Kamis, Juni 25, 2009

SRI : Teknologi Budi Daya Padi Serba Hemat

Oleh Kabelan Kunia

Artikel ini telah dimuat di harian PIKIRAN RAKYAT, Kamis (25 Juni 2009)


Sistem budi daya pertanian di Indonesia dalam kurun waktu yang panjang mengalami penurunan dalam hal produktivitas, kualitas, dan efisiensi. Penurunan terjadi mulai dari luas lahan garapan yang kian susut akibat terdesak oleh kegiatan industrialisasi dan perumahan. Produktivitas semakin menukik tajam karena banyak lahan yangg hilang kesuburannya akibat penggunaan pupuk kimia yang tidak bijaksana.
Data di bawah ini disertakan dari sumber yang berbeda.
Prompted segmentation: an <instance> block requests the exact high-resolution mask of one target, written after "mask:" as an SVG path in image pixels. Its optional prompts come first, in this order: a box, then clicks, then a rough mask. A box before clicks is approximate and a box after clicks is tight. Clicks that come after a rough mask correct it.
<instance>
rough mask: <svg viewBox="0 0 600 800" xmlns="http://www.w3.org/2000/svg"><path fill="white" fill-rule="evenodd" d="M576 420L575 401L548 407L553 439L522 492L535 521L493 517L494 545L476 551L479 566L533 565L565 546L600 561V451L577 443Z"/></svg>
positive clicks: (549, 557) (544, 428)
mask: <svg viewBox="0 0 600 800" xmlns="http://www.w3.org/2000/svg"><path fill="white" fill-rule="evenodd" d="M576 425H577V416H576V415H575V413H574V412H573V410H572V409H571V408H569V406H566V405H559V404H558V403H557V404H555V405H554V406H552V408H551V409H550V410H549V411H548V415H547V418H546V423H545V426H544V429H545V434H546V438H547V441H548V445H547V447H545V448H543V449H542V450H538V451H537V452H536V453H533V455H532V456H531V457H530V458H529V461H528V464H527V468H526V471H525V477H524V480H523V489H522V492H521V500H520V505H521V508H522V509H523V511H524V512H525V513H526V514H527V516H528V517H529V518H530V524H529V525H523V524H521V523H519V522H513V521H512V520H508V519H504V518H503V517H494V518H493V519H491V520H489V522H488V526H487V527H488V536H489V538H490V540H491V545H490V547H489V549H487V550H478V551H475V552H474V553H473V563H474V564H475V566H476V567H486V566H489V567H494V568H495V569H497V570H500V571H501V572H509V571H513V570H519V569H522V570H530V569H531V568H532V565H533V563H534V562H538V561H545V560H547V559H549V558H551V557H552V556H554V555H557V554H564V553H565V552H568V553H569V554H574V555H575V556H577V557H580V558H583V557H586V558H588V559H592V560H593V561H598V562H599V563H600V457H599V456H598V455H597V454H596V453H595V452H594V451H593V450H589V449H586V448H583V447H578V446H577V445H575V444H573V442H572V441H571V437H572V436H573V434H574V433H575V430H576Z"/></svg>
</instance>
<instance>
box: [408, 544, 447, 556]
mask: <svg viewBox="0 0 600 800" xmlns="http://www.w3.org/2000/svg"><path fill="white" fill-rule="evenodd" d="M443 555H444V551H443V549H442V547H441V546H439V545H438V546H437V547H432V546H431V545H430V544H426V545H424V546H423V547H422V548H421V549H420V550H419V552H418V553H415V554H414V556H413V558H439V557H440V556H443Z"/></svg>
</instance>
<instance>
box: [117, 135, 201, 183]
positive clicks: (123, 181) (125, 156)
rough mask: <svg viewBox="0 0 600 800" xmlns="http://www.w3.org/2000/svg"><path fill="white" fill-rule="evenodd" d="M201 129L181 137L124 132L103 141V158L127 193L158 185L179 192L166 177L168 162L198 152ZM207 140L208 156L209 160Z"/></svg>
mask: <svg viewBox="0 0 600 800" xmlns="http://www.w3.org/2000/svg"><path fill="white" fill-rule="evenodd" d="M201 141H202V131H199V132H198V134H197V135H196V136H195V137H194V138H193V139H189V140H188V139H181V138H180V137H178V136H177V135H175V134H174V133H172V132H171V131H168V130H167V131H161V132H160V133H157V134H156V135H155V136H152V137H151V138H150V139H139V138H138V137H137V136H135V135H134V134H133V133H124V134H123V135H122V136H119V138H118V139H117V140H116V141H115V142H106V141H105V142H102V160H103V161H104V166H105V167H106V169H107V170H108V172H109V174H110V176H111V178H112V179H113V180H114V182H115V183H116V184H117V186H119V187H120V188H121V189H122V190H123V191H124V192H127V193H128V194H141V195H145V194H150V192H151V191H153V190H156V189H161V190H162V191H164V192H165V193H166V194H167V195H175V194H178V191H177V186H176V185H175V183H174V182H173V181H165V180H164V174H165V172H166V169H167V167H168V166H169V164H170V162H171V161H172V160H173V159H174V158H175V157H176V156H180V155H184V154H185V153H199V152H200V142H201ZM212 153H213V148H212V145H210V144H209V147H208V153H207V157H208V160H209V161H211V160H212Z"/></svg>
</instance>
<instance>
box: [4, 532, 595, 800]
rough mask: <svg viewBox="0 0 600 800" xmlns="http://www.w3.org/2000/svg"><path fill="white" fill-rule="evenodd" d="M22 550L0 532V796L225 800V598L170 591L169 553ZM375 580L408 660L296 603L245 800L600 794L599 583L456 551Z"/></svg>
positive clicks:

Pemakaian pestisida dan pupuk kimia yang cenderung berlebihan dan tidak terkontrol pasti mengakibatkan keseimbangan alam terganggu, musuh alami hama menjadi punah, sehingga hama dan penyakit tanaman berkembang pesat, dan adanya residu kimia pada hasil panen. Penghematan penggunaan pupuk dan pestisida kimia mutlak harus dilakukan.

Selain itu, krisis lingkungan karena pencemaran perlu disikapi mengingat dampak negatif yang tidak sedikit bagi manusia dan lingkungan. Hal lain yang perlu dipertimbangkan adalah harga pupuk dan antihama yang mahal, terkadang langka di pasaran serta faktor kolutif lain. Di antaranya mekanisme pasar yang cenderung memperkaya segelintir orang dan faktor politis yang tidak memihak petani.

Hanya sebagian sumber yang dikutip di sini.